Christmas is a really hard time for people who have what is known as “a fragile process.” Those of us with a fragile style of processing tend to experience core issues at very high or low levels of intensity. We tend to have difficulty starting and stopping experiences that are personally significant or emotionally connected (Hint: family gatherings are both.) We either connect too strongly or are not able to connect, and can be easily overwhelmed.

See, living in the real world is hard. If you’re like me, you need help. Here are some of my top tips. (Other than watching Love Actually again and realising it is Batshit Crazy, Actually.)

One

May I share the best five words of advice ever. ‘One. Thing. At. A. Time.’ That’s it. When you feel overwhelmed just do one thing at a time. Everything just gets easier every time you tell yourself that.

Two

Before you do anything else, take responsibility for your own comfort. Attend to that first. Audit your body state, your posture, your breath. You need to feel safe before you can do anything. Maybe we all still desire to be looked after like a baby. Do you need some good food? Do you need a warm jersey? Create a quiet, warm and welcoming place to return to.

Three

Just notice. A little bit of repair happens just in you noticing what is happening in the here and now. “What happened there?”

Try to do it with compassionate curiosity. And whatever you notice, cut yourself some slack. Be slightly biased to letting yourself off the hook when given a choice. I found this written in my journal: “You can have a smaller party.”
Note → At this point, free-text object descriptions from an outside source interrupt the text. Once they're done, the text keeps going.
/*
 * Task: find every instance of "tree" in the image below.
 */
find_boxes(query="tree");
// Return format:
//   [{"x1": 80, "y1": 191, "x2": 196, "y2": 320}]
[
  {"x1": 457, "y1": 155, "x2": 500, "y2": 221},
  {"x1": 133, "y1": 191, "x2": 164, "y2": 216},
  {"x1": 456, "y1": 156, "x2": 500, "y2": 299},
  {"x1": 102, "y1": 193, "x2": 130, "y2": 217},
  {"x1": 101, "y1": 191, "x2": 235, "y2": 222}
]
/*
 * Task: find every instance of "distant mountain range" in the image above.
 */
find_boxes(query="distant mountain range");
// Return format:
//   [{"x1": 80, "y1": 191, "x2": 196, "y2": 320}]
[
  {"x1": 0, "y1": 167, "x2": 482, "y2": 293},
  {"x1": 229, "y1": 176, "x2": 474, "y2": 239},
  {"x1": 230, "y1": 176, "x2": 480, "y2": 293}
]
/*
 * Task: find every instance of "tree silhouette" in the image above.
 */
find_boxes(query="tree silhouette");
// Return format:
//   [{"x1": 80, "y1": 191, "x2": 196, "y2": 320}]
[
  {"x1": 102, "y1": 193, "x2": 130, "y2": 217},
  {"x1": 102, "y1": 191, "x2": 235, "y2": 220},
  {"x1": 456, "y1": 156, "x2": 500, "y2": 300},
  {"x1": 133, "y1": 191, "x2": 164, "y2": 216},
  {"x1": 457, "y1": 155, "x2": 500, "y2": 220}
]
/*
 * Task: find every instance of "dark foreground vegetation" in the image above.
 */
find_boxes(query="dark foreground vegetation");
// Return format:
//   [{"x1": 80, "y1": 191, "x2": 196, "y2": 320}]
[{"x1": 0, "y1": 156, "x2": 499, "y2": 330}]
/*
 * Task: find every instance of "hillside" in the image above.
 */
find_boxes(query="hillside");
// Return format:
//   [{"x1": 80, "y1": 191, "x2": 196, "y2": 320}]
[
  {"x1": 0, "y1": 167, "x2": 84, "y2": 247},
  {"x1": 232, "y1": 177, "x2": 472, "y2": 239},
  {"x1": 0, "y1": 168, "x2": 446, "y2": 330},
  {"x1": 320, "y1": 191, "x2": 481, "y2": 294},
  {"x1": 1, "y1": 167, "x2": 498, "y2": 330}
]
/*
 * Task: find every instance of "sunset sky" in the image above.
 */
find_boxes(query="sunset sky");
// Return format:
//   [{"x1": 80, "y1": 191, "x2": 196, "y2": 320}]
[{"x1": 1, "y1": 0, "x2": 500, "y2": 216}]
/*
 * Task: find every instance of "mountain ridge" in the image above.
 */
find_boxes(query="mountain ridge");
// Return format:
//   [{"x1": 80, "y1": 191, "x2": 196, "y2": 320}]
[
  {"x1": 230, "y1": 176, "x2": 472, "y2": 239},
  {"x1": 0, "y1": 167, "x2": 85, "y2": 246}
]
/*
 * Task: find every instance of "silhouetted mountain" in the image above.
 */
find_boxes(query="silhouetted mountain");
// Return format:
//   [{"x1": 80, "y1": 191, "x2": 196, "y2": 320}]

I was going to have a big party and ended up just having lunch with all my favourite women.

Four

Routines can help. Maybe reduce decision-making by wearing and eating the same thing every day. Pay attention more to process than to content. I’m going to write 500 words, whether they are good or not.

Five

Remember done is better than perfect. Life can’t always be marvellous. Sometimes you can feel bad but still be okay with that, and make peace with what is. I try to look for ‘collateral beauty’, the good stuff in the middle of the bad.

Six

Create laughably small goals. The famous producer Rick Rubin when working with stuck songwriters used to ask them to do a small piece of homework that night. They were told to come back the next day with one word they liked for the song they needed to finish. Just one word.

Seven

Try not to feel the pressure to create ‘a life’, ‘a personality’, or a ‘character’. Don’t keep questioning: am I the sort of character that wears green sparkly nail polish or has a ‘smash the patriarchy’ bumper sticker or eats turmeric bread made of crushed crickets? Just try to be a human. That’s all.

Eight

Don’t be tyrannised by the imagined conception of what is expected of you, what you believe you ought to think, how you ought to look, what you ought to do and who you ought to be. It doesn’t matter if people approve of you. If you take negative feedback as a black or white judgement about your worth, you will give up every time you face adversity.

Nine

Tell yourself that it’s okay to f*** it up. Taking control gives you a sense of control and satisfaction instead of feeling powerless and helpless. But if you take control, you need to let yourself fail.

Ten

The little things are the big things. Because they are a reflection. How you do anything is how you do everything. Make your bed. Put the lids on pens. I did get around to taking my overdue library books back.

Eleven

Stop looking. You’re not going to find an answer. There isn’t one. The answer is not an escape from ordinary life, but a way of rendering ordinary life more magical. Happy ordinary, magical Christmas.